Tools & Outdoor adjusted operating margin was 3%, down versus the prior year, as price realization was more than offset by inflation, higher supply chain costs, production curtailments and lower volume.
As a strategic business unit, Power Tools and Hand Tools
declined organically 12% and 6%, respectively, primarily driven by consumer demand.
POS was down year-over-year in Q1, and they expect that trend to continue in Q2.
Pro demand continues to be very healthy and they don’t see any major shift in that area.
The consumer side has been relatively flat since the second quarter of last year. They don’t expect any strengthening on the consumer side as people continue to shift their dollars to different spending categories.
A key growth area for outdoor is leveraging the 2,500 Pro dealers that they acquired with their acquisitions. This channel delivered a strong performance in the quarter and was up double digits year-over-year. Pro products under the Cub Cadet and Hussle Brands had a solid start, and they are building traction with their DeWalt cordless handheld products across the dealer network.
They’ve approved the reduction of 60,000 SKUs across the portfolio, of which 16,000 are now decommissioned. The remaining 44,000 are no longer being manufactured. They are working with their customers to transition to new SKUs in the coming quarters.
The SKUs already eliminated had very little revenue tied to them and little inventory in the system. There's revenue tied to the 44,000 SKUs they stopped manufacturing and there is also inventory in their system.
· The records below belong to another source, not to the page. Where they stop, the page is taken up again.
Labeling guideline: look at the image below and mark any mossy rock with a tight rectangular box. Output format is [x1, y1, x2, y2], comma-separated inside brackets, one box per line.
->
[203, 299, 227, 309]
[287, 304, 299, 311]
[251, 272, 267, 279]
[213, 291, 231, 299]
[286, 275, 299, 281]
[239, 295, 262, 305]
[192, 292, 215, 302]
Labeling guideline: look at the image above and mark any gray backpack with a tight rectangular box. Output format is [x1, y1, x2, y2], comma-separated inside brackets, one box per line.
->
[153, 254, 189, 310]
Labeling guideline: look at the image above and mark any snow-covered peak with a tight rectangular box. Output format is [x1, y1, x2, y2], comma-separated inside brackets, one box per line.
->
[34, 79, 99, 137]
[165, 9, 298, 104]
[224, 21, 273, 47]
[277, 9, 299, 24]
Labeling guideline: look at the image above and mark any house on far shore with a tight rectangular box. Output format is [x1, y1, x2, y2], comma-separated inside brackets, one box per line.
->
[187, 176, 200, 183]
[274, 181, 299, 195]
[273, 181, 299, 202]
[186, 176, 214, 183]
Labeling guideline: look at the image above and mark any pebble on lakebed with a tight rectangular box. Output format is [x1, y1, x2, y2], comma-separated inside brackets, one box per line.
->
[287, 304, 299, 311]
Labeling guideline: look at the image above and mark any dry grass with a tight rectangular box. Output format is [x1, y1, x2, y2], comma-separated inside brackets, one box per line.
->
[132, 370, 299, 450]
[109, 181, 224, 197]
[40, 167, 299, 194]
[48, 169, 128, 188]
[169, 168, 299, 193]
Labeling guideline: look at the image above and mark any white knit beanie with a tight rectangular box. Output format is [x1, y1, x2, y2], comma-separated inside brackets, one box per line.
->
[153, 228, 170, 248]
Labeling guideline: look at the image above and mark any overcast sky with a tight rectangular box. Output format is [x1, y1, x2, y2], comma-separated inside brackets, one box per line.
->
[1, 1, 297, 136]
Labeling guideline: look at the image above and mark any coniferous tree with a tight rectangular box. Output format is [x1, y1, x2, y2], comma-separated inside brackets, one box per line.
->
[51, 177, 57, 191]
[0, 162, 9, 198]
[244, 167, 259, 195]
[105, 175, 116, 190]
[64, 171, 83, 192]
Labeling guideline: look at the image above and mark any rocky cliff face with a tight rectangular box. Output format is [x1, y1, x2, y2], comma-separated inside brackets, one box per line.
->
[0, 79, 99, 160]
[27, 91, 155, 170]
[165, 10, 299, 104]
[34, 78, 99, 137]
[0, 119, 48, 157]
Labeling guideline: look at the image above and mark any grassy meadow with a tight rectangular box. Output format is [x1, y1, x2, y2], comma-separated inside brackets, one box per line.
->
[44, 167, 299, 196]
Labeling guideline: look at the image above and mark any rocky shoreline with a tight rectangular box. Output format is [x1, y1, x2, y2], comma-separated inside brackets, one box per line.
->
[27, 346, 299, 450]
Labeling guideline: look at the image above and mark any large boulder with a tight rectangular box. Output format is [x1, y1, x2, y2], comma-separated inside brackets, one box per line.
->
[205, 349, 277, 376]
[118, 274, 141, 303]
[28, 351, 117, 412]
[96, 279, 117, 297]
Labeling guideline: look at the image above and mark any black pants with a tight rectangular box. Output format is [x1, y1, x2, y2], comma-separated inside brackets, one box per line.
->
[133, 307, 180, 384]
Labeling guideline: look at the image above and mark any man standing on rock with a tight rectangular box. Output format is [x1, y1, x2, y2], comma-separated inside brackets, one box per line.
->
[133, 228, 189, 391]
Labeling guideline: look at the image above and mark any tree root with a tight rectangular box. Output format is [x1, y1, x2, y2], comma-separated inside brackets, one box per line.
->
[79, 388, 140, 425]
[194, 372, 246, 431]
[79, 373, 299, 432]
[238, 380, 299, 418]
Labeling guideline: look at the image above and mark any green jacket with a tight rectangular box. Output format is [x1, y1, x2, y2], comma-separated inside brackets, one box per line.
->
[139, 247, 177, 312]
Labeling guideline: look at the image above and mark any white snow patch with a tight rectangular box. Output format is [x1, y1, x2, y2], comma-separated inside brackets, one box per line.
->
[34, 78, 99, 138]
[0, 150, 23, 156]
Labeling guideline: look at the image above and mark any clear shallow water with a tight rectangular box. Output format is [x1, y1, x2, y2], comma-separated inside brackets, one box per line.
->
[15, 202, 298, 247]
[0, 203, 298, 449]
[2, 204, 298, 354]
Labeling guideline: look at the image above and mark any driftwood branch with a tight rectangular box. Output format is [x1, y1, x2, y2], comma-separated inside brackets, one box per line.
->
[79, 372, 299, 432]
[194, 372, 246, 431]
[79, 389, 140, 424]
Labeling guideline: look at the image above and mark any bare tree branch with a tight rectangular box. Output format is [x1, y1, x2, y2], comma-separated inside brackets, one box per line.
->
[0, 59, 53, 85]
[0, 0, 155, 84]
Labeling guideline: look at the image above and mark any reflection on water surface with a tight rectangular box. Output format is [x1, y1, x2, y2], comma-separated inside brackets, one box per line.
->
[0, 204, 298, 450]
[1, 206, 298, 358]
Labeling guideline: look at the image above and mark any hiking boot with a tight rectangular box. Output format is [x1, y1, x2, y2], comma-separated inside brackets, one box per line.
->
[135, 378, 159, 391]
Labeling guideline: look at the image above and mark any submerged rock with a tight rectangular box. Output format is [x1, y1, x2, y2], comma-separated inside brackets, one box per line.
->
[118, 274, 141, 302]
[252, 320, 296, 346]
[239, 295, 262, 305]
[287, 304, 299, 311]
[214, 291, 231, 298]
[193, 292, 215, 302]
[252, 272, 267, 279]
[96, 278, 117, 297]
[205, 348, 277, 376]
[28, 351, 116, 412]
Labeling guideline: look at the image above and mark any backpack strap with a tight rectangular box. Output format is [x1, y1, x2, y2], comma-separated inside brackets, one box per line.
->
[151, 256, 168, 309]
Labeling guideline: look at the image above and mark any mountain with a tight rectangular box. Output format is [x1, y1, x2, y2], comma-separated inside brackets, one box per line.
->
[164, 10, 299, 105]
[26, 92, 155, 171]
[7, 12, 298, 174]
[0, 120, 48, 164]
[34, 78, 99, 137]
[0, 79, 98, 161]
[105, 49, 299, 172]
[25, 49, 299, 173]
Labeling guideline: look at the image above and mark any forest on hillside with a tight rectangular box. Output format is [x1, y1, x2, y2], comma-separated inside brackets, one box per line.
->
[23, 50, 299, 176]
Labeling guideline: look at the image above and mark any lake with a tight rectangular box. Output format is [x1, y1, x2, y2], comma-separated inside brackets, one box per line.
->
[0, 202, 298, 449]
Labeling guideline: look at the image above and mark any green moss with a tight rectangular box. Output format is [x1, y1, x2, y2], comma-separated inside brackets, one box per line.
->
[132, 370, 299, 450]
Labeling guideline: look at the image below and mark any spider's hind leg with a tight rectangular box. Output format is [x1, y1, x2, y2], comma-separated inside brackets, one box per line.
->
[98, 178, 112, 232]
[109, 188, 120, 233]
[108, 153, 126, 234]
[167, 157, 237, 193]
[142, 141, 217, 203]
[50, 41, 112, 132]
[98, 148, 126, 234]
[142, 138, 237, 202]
So they’ll be going through a thoughtful process of converting those customers to other products.
Their global cost reduction program delivered $230 million in pre-tax savings during the first quarter and has delivered $430 million in annualized savings since it was launched.
Inventory at the end of the quarter fell to $5.7 billion, down approximately $200 million from the prior quarter due to improving supply chain conditions and planned production curtailments.
Inventory reduction is ahead of plan, with an incremental $200 million achieved during the quarter. Although they strategically built some inventory for Father’s Day and promotions, overall they have reduced inventory by $1 billion since mid-2022.
Their full year 2023 inventory reduction target remains $750 million to $1 billion. Inventory levels at their major customers in North America are coming down but are still high. The Home Depot is within a week or so of where they’d like it to be, Lowe’s is a little higher, but traditionally runs at a much higher level of inventory.
They are planning for three different scenarios for the next three years, all driven by various levels of demand. They will be disciplined on pricing and focused on improving margins during this year and beyond.
SB&D announced Chris Nelson will become COO, EVP and President of Tools & Outdoor, effective June 14, 2023. Nelson joins SB&D from Carrier Corporation, where he was most recently President of Carrier’s flagship HVAC segment. Nelson will report to President and CEO Don Allen. He’s taking over from current Acting Co-Presidents Robert Raff and John Wyatt. Raff will continue to serve as Chief Commercial Officer, Tools & Outdoor and Wyatt will become Senior Vice President, Strategy and Integration.
SB&D donated Craftsman tools and storage systems to The Makers Hub, a non-profit organization that’s opening the Compton Tool Library (CTL) later this summer. The CTL will allow community members to affordably borrow tools and equipment for a variety of projects, including entrepreneurial efforts, gardening, home repairs, learning trades and DIY projects. This initiative is part of The Makers Hub's ongoing efforts to promote sustainable living practices through a circular economy and reduce waste by encouraging resource sharing. The Makers Hub will also offer workshops and training sessions to help residents learn how to repair and make things while promoting safe and effective use of the equipment.
Makita will lay off 213 workers in the US the end of June. A notice to employees said the company-wide reorganization and reduction in force were necessary due to Makita’s “current financial condition.” Makita reported that sales for the fiscal year, which ended March 31, decreased in North America as demand dropped and fears of a recession depressed sales. Revenue increased 6.1% year over year in North America due to the depreciation of the yen against the US dollar. Makita products are sold at the Home Depot and Ace Hardware Corp.